Max suffers from periodic fits of despair, like all of them, except that his are severer and maybe even more justified. Rigid for hours he stares sightlessly at a wall with the discouraging graffiti. Then he sobs and occasionally howls. “Helen! Helen!” the others cry if she isn’t there, and the thin dependable girl comes and soothes him as she does the others when it’s their turn to sob (almost never howl, though).
Why does he howl? Sometimes Max believes what the others say about time out there, that it’s the time of their twenty-fifth year, time marking time for all time, going round and round, the same things happening over and over. Sometimes he isn’t sure. How can he tell with what he sees through the window: a dead city where nothing at all happens outside of the trees going from bare to green and back to bare? How can you tell it’s the same bareness and the same green? Sometimes he thinks the others see the same dead scene he sees and to torment him invent a live city with crowds and lovers.

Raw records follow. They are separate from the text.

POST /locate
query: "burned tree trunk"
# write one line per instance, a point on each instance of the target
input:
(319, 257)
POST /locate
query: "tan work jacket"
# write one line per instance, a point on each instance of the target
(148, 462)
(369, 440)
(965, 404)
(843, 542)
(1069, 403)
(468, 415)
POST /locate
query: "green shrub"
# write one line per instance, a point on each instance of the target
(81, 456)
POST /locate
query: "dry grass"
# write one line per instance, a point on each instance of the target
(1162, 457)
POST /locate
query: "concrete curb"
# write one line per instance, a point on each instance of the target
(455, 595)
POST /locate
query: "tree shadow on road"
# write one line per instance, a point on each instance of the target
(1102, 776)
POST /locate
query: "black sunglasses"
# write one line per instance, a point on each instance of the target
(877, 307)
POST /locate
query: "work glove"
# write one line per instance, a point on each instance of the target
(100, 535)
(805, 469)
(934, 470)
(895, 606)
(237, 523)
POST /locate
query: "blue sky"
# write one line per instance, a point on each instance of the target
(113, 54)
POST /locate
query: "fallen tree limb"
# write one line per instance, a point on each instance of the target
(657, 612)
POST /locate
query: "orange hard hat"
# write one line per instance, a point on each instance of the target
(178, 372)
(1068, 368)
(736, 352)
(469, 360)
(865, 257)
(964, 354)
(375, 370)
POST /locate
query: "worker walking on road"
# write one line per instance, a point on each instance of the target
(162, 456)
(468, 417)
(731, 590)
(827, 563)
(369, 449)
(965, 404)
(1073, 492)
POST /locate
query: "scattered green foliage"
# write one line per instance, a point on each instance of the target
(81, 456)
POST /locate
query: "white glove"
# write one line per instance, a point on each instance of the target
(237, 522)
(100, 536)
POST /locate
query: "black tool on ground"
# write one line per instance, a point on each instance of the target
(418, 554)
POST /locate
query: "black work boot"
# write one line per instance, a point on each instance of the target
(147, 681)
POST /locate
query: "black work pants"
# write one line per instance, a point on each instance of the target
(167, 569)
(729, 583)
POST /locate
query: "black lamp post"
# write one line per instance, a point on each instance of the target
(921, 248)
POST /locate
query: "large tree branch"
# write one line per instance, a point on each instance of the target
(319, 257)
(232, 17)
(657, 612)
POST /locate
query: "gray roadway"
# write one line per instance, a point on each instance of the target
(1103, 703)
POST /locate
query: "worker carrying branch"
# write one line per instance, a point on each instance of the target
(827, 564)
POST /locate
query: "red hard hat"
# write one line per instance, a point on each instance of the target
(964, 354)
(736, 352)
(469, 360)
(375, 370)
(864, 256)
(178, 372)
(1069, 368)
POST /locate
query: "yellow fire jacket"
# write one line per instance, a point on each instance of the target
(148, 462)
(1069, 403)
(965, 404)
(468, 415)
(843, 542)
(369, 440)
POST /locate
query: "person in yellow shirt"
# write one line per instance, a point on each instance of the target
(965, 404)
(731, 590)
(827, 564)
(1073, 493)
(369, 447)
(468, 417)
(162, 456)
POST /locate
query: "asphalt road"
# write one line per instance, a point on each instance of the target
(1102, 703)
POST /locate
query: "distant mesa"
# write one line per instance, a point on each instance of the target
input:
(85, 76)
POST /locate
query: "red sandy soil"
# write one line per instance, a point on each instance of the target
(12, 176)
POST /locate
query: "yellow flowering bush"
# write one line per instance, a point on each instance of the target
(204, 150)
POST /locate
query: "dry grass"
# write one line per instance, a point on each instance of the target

It’s easier, though, for him to believe what they say about time on this side of the window, their intimate biological time: that it stands still, that they don’t age here. As the burned-out bulbs accumulate and Max’s image, bleak but unchanged, stares back at him in the mirror year after year, he has to believe he’s still twenty-five and will be twenty-five for as long as he’s stuck here.
But if you believe them, believe that time outside, like time inside, has been set back to their twenty-fifth year then the dead city he sees has to be dated 1975. That means that all other cities, real live cities, have to be dated 1975 too. Including Las Vegas, the only real live city that matters to Max. Which means …
It’s at this point, grappling with the terrible logic of that version of time, that Max sometimes starts howling.
Once Seymour is there when it happens. He searches for Helen but she’s wandering in a distant corridor. So he has to try to calm Max down himself and ask him what’s the matter.
The answer he gets is fragmented by sobs. Finally Seymour pieces it together. If the others have the prospect of being reunited with a person they’d loved at the age of twenty-five here in Paris, Max’s only possible return is to Las Vegas. But Bess hadn’t lived in Las Vegas in 1975 when he was twenty-five. He didn’t remember in what city she’d lived then. When he’d met her, and two months later married her, he’d been thirty-six and she’d been twenty-two.
That means (and he howls again) … means … means … that even if he escapes tomorrow and finds her, what good would it do, what good, he aged twenty-five and she eleven?
Hearing him blubber that out, Seymour feels very sorry for Max but has to stifle laughter at the imagined spectacle of that grotesque and possibly pedophilic encounter.
Much later, Seymour will bitterly remember his cruel reaction to Max’s grief.